All cycle positions of a regeneration are adjustable on both the 9000 and 9100 in either the mechanical or SE (electronic) versions.
The length of time of each cycle position (backwash, brine draw, brine refill, rapid rinse and final rinse) is set based on the volume and type of resin being used and the volume of resin dictates the size of the tank used. The DLFC (drain line flow control sized by its gpm) size is dictated by the volume of resin. So it is not the valve that uses water Andy, it is the entire softener.
If I put two softeners using the Clack WS-1 together with the alternating motor control, I can go co or counter current regenerated with soft water refill and regeneration on an immediate or delayed basis getting water through both at the same time.
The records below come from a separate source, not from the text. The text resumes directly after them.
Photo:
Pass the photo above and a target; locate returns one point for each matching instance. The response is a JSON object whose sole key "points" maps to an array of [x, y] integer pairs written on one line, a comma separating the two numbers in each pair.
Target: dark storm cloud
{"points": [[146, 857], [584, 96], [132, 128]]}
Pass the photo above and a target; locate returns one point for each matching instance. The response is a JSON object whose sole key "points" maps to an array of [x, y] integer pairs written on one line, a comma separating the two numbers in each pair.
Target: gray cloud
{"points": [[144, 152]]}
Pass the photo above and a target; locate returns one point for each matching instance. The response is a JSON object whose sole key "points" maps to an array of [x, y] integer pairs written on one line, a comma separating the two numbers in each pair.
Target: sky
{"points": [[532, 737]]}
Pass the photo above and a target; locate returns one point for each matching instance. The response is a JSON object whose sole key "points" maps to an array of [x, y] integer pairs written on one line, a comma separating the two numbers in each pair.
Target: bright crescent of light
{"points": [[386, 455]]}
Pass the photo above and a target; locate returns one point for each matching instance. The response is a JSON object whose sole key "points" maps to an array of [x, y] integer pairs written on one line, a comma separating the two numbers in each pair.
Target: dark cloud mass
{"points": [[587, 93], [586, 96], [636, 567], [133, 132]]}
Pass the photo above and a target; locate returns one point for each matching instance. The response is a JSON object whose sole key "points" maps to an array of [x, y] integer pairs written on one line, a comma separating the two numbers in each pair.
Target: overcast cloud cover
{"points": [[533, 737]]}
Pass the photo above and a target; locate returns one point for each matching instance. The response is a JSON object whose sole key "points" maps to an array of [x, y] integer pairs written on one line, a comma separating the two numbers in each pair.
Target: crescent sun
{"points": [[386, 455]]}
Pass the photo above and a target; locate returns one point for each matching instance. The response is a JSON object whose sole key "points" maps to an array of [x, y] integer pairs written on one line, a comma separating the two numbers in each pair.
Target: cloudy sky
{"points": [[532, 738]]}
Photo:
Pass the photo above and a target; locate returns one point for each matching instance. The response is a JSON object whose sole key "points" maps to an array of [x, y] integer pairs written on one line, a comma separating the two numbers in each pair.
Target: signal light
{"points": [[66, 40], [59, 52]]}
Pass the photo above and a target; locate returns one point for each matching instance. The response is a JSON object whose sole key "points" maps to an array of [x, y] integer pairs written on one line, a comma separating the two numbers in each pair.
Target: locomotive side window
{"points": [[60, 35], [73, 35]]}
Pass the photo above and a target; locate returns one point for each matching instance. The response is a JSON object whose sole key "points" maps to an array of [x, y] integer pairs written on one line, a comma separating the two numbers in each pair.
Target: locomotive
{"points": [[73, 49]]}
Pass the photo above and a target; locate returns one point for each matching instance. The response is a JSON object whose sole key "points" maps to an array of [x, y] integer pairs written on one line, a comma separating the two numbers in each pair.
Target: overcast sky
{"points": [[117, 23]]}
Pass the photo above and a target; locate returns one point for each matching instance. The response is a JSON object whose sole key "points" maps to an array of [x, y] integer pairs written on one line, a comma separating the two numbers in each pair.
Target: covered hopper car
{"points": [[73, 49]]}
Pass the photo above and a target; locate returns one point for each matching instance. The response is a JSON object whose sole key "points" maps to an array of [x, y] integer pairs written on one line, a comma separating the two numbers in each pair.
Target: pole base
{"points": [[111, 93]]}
I can use that setup on tanks from 6" x 18" up to 21" diameter. If I want to I can used packed bed resin beds and set the salt dose in tenths of a lb.. Meaning... that with the same type of resin I can get exactly the same salt efficiency and possibly better water use efficiency than your Kinetico AND cut the cost in half or more plus... the whole softener is DIYer friendly. Your Kinetico is very DIYer UNfriendly, the owner can't change any setting including their hardness without buying and changing parts from only the local dealer but...
Andy, why is a couple lbs of salt more or less per week so important to you?
Also, tell us specifically how the Kinetico works differently than the 9000 or 9100, or 2 Clacks as a twin tank softener.